Oh, and I only touched on this briefly but HOLY FUCK ARNIM ZOLA SHIT SHIT SHIT. I definitely did not expect him to show up this quickly, nor did I expect him to be the mastermind behind the whole HYDRA resurgence. I nearly flew out of my chair in excitement and surprise.

And I think that's what really separates this movie from the other MCU movies for me. I was completely absorbed the whole way through and it kept on surprising me. And each surprise felt natural and reasonable. It made sense that S.H.I.E.L.D. would recruit Zola. After all, his intelligence is what allowed them to take down HYDRA, and it's a known historical fact that the U.S. recruited a lot of Nazi scientists for various projects for the military and NASA. And it makes sense that Zola, who always seemed uneasy regarding Red Skull's zeal and lack of subtlety, would be inclined to rebuild HYDRA slowly, carefully, and secretly. And it makes sense that S.H.I.E.L.D., an organization that (as we've seen in "Agents of S.H.I.E.L.D.") is very big on compartmentalizing and keeping secrets between different levels of agents, would have something like Zola's HYDRA festering inside it without anyone knowing.

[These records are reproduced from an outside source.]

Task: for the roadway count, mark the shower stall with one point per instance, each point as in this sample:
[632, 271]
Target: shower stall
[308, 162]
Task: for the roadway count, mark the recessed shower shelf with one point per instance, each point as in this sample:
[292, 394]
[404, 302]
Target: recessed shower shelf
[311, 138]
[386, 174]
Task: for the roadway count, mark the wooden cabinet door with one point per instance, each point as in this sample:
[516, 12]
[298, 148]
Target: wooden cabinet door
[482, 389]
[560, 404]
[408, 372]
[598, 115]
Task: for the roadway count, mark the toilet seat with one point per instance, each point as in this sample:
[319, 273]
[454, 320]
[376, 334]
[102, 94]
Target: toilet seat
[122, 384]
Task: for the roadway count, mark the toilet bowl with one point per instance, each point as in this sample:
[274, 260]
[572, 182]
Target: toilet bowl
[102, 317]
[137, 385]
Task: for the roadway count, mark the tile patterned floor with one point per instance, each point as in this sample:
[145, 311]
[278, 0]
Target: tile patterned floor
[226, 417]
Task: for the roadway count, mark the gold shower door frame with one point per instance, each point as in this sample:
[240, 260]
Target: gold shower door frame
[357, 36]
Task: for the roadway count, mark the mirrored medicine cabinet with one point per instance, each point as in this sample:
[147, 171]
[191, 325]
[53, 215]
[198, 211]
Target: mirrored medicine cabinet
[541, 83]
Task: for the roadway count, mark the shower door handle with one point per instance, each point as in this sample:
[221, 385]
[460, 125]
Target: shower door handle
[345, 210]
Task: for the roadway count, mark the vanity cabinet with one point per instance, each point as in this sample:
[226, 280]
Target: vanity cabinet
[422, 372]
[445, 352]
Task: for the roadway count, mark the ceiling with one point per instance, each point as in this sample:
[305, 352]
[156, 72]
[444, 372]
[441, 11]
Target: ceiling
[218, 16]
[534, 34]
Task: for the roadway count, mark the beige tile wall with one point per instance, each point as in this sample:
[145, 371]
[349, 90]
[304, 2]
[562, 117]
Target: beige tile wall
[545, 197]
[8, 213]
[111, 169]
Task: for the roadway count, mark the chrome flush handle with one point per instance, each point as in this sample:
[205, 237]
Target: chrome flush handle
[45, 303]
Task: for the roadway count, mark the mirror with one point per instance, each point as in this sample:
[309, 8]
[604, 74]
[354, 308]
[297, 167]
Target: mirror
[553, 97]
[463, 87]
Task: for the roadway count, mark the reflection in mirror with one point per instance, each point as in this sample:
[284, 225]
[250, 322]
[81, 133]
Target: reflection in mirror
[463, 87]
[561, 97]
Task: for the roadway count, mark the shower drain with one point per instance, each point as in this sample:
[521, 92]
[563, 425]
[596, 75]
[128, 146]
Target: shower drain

This also brings one of the most interesting things about the movie to the forefront. Zola's plan is basically to use all of the massive amounts of information gathered about everyone in the world (by S.H.I.E.L.D.) to kill all the undesirables with incredible precision. A Death Star with the accuracy of a laser pointer. So the bad guy's plan is to abuse an overabundance of intelligence and information in the modern world. But the reason he can get away with it is because S.H.I.E.L.D. is way too wrapped up in keeping secrets and stopping leaks. The message seems contradictory, but it's not. To me, the message is that an organization without any accountability or transparency (even from within itself) probably shouldn't be in charge of all of the world's secrets. This has obvious parallels to the NSA, but it seems to say less that "what the NSA did was bad" and more that "what the NSA did is super-dangerous if they have no oversight, transparency, or accountability".

This movie is excellent. It makes you laugh, it makes you cry, it makes you excited, it makes you think, and it has superheroes in it. What more could you want out of a Cap movie?